In June 2016, the FASB issued ASU 2016-13, Financial Instruments — Credit Losses (“ASU 2016-13”), which changes the accounting for recognizing impairments of financial assets. Under the new guidance, credit losses for certain types of financial instruments will be estimated based on expected losses. ASU 2016-13 also modifies the impairment models for available-for-sale debt securities and for purchased financial assets with credit deterioration since their origination. ASU 2016-13 is effective for annual periods beginning after December 15, 2022 (fiscal year 2023 for the Company), and interim periods within those periods, with early adoption permitted. The Company is currently evaluating the impact that the adoption of ASU 2016-13 will have on its condensed consolidated financial statements.

In February 2016, the FASB issued ASU No. 2016-02, Leases (Topic 842) (“ASU 2016-02”), which sets out the principles for the recognition, measurement, presentation and disclosure of leases for both parties to a contract (i.e., lessees and lessors). The new standard requires lessees to apply a dual approach, classifying leases as either finance or operating leases based on the principle of whether or not the lease is effectively a financed purchase by the lessee.

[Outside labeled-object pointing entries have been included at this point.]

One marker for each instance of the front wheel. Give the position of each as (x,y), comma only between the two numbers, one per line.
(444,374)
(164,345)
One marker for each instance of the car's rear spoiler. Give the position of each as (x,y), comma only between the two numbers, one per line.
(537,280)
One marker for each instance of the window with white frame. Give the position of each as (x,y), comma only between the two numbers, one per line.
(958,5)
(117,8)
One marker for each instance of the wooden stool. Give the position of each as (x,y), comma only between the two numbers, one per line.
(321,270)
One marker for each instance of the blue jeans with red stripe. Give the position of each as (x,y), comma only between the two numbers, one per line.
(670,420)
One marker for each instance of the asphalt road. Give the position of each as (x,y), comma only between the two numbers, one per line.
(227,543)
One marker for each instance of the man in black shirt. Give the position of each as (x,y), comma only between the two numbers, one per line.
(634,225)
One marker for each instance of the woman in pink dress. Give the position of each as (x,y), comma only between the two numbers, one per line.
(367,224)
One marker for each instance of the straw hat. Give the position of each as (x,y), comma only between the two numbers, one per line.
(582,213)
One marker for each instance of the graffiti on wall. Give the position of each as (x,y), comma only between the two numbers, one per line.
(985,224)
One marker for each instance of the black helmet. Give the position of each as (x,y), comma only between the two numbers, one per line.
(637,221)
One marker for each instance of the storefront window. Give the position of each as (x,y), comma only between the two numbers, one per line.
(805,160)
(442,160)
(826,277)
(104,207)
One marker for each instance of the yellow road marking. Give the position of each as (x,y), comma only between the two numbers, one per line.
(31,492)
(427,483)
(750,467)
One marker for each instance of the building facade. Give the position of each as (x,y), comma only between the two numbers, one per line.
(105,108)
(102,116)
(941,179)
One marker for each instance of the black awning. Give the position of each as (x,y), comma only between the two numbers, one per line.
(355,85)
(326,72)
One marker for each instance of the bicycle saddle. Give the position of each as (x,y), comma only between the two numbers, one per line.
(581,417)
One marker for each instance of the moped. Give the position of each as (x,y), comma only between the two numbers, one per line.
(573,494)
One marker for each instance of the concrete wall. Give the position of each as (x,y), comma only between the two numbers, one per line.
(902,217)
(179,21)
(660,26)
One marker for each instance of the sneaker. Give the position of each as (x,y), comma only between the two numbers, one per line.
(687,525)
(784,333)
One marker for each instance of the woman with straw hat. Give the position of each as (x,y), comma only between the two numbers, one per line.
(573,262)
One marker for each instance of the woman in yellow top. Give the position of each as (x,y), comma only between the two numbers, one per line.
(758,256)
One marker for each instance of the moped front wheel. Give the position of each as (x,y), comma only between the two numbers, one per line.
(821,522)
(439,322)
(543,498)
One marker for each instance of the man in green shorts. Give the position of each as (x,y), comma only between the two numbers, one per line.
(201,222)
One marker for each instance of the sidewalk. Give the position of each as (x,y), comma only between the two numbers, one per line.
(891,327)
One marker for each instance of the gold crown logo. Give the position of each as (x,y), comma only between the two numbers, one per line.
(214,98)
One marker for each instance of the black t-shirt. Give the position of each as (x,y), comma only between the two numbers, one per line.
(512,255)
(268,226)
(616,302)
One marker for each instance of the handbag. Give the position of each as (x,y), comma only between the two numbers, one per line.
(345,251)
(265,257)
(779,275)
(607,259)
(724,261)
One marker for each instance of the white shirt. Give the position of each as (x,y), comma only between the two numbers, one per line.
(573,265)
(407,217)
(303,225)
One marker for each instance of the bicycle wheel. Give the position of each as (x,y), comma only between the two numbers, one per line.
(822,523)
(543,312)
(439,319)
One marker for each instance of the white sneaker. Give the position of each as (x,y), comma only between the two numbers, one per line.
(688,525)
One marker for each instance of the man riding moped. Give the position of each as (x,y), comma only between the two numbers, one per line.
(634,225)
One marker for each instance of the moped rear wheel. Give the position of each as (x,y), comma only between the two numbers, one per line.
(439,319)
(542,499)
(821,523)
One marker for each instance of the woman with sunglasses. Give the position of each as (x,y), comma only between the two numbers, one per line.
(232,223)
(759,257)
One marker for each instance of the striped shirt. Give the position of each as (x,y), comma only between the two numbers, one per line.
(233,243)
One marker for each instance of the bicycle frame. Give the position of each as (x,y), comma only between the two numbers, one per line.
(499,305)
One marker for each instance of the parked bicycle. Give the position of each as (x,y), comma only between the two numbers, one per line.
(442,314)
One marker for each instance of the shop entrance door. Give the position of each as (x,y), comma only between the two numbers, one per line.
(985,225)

This classification will determine whether lease expense is recognized based on an effective interest method or on a straight-line basis over the term of the lease. A lessee is also required to record a right-of-use asset and a lease liability for all leases with a term of greater than 12 months regardless of their classification. Leases with a term of 12 months or less may be accounted for similar to existing guidance for operating leases today. The guidance is effective for the Company for annual reporting periods beginning after December 15, 2021 (fiscal year 2022 for the Company) and interim periods within fiscal years beginning after December 15, 2022 (fiscal year 2023 for the Company), with early adoption permitted. The Company is currently evaluating the impact that the adoption of ASU 2016-02 will have on its condensed consolidated financial statements.